Problem
Occassionally a scenario can occur in which Sentinel policy or Cost Estimation checks will begin failing for all runs on a Terraform Enterprise instance. Additionally this may affect the ability to generate and download Sentinel Mocks in Terraform Enterprise workspaces.
Cause
One of the main causes of this occurs upon restart of the Terraform Enteprise application. When the ptfe_nomad
container is brought online as part of the application start, a race condition will occur in which the Nomad jobs are scheduled before the container is ready to do so. If this is the case, the logs for ptfe_nomad
will show the following error for Cost Estimation.
2020-08-13T06:45:37.601104025Z 2020/08/13 06:45:37.600969 [ERR] http: Request /v1/job/cost-estimation-worker/dispatch, error: parameterized job not found
Or the following for Sentinel.
2020-06-05T03:10:47.760300693Z 2020/06/05 03:10:47.760165 [ERR] http: Request /v1/job/sentinel-worker/dispatch, error: parameterized job not found
Additionally the logs for ptfe_sidekiq
will show the following error.
2020-08-11T13:08:39.137385067Z 2020-08-11 13:08:39 [ERROR] {:msg=>"Failed to enqueue cost estimate", :run_id=>622, :cost_estimate_id=>590, :exception=>#<RestClient::InternalServerError: 500 Internal Server Error>}
The logs for ptfe_nomad
can be checked by running the following command on the Terraform Enterprise instance.
$ docker logs ptfe_nomad
To check the logs for ptfe_sidekiq
run the following command.
$ docker logs ptfe_sidekiq
Finally to confirm if the Nomad jobs for Sentinel and Cost Estimation checks are scheduled run the following command.

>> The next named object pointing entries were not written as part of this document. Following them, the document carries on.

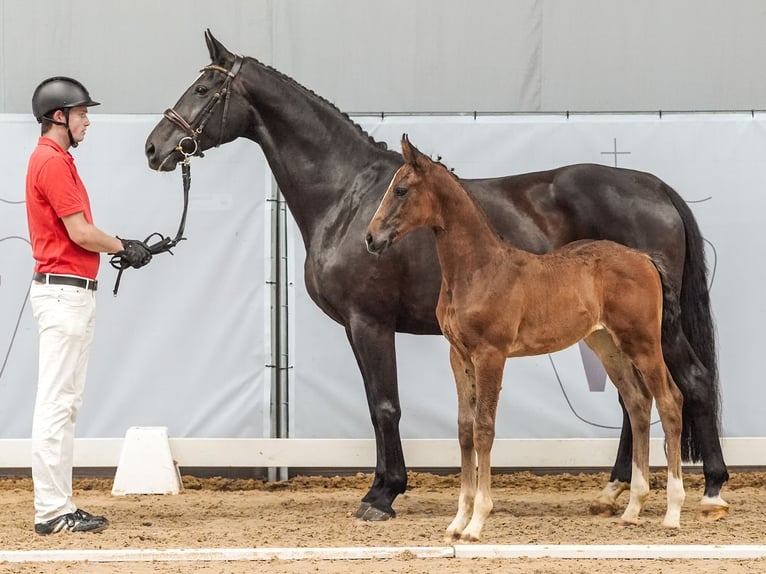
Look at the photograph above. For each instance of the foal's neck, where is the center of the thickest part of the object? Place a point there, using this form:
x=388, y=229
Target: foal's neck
x=467, y=239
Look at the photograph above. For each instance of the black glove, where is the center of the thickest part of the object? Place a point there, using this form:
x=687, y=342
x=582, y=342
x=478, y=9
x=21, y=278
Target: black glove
x=134, y=252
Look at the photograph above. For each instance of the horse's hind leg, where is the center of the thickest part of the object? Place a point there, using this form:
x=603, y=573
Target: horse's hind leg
x=463, y=370
x=669, y=405
x=489, y=366
x=373, y=346
x=700, y=421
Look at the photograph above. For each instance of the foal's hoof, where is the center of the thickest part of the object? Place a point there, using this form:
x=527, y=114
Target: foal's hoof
x=363, y=507
x=369, y=513
x=713, y=512
x=603, y=509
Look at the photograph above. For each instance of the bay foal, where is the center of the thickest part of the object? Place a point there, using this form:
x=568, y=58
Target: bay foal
x=498, y=302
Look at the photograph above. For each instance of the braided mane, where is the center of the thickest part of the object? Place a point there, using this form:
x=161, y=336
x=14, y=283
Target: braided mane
x=295, y=83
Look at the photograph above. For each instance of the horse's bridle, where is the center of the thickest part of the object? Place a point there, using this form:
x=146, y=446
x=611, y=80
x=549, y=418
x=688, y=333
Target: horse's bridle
x=165, y=244
x=220, y=95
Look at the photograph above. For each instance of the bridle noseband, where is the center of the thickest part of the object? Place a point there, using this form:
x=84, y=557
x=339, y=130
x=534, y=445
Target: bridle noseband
x=220, y=95
x=165, y=244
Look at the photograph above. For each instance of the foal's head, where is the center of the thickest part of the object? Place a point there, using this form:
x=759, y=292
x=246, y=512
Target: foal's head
x=410, y=200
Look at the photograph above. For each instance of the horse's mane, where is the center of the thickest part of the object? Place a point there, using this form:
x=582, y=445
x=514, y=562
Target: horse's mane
x=329, y=104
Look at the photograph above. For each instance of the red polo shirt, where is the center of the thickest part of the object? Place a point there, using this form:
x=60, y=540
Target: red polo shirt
x=55, y=190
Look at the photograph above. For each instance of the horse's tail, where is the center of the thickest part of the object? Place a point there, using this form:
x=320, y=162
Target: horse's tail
x=696, y=317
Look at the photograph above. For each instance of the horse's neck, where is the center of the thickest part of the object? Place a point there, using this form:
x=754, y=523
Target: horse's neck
x=314, y=151
x=467, y=240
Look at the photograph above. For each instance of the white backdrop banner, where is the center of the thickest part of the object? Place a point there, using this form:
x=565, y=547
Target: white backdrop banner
x=714, y=161
x=185, y=342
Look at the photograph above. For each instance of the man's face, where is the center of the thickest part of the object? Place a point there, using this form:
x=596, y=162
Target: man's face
x=78, y=122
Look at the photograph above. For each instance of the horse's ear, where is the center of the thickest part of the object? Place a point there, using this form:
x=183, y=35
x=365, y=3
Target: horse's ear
x=409, y=151
x=218, y=52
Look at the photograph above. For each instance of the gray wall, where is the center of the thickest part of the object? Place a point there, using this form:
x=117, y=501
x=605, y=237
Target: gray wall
x=402, y=56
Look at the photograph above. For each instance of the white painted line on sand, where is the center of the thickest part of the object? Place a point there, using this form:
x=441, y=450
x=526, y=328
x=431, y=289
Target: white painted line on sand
x=627, y=551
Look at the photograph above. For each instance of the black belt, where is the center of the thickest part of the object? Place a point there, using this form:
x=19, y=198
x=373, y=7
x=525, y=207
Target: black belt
x=66, y=280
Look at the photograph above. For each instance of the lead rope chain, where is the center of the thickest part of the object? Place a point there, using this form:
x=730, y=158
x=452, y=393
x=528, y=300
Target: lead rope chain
x=165, y=244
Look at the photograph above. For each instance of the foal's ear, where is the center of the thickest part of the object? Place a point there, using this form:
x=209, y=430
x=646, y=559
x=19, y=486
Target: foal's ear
x=218, y=52
x=409, y=151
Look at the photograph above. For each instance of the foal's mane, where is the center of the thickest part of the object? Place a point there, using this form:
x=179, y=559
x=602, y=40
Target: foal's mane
x=293, y=82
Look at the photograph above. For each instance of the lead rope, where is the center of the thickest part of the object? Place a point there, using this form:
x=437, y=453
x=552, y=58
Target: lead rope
x=165, y=244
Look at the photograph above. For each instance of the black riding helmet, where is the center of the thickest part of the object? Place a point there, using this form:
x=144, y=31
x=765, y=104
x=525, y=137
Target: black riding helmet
x=59, y=93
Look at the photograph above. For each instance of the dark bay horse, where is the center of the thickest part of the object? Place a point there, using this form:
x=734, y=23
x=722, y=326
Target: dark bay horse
x=333, y=176
x=498, y=301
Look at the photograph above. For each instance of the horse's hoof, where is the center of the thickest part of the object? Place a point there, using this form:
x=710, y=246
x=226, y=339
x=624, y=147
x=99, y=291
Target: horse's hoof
x=372, y=514
x=363, y=507
x=603, y=509
x=711, y=513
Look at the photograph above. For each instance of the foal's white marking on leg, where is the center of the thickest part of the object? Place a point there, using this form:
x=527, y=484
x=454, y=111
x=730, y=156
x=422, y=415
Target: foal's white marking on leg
x=676, y=496
x=639, y=490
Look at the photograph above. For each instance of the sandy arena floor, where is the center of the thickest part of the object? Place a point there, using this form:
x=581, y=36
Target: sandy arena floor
x=318, y=512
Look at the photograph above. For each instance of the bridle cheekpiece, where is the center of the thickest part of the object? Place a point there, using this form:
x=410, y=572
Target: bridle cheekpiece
x=220, y=95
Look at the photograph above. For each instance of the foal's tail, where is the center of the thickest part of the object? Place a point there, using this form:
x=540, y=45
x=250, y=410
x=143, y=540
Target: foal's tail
x=696, y=318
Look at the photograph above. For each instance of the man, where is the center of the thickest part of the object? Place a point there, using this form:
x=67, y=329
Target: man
x=66, y=247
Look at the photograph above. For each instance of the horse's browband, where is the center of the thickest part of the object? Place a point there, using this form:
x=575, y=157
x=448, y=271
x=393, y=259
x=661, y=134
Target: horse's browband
x=221, y=93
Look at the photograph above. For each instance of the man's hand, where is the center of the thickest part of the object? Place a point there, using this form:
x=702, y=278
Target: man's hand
x=136, y=253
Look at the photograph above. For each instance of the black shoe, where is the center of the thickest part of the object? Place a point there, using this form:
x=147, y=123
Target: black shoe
x=77, y=521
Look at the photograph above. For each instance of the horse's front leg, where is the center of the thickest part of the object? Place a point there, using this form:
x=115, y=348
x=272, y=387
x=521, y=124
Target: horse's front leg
x=462, y=369
x=489, y=366
x=374, y=349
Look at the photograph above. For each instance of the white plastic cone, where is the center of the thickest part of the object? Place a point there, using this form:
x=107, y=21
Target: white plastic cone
x=146, y=464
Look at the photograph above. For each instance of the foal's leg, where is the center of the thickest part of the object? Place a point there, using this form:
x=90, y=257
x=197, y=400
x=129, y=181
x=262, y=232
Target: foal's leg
x=669, y=406
x=644, y=349
x=489, y=366
x=463, y=370
x=638, y=403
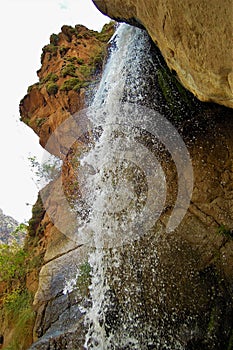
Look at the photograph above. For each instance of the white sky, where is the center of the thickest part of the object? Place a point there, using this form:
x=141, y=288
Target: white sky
x=25, y=27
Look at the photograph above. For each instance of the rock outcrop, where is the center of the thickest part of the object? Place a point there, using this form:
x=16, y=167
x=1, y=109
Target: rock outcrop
x=175, y=287
x=71, y=69
x=195, y=38
x=7, y=226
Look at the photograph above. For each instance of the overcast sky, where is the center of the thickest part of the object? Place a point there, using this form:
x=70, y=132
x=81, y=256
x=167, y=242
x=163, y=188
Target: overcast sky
x=25, y=27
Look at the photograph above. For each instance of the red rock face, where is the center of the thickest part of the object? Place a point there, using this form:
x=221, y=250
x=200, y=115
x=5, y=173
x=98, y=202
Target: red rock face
x=70, y=63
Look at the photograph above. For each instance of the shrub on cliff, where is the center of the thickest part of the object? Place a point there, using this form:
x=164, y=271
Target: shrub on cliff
x=52, y=88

$ docker exec -it ptfe_nomad nomad job status
The output should show three scheduled jobs: cost-estimation-worker
, plan-export-worker
, and sentinel-worker
Solution
In order to resolve this error, run the following command on the Terraform Enterprise instance.
$ docker exec -it ptfe_nomad /bin/bash -c 'for i in ${WORKERDIR}/*.job; do nomad run "${i}"; done'
This will manually reschedule the Nomad jobs required for Sentinel policy and Cost Estimation Checks.
To verify the Nomad jobs are scheduled, run the following command.
$ docker exec -it ptfe_nomad nomad job status
Additional Information
As this is a known bug with Terraform Enterprise v202008-1, Terraform Enterprise would also need to be upgraded to a newer version to prevent this from occuring again.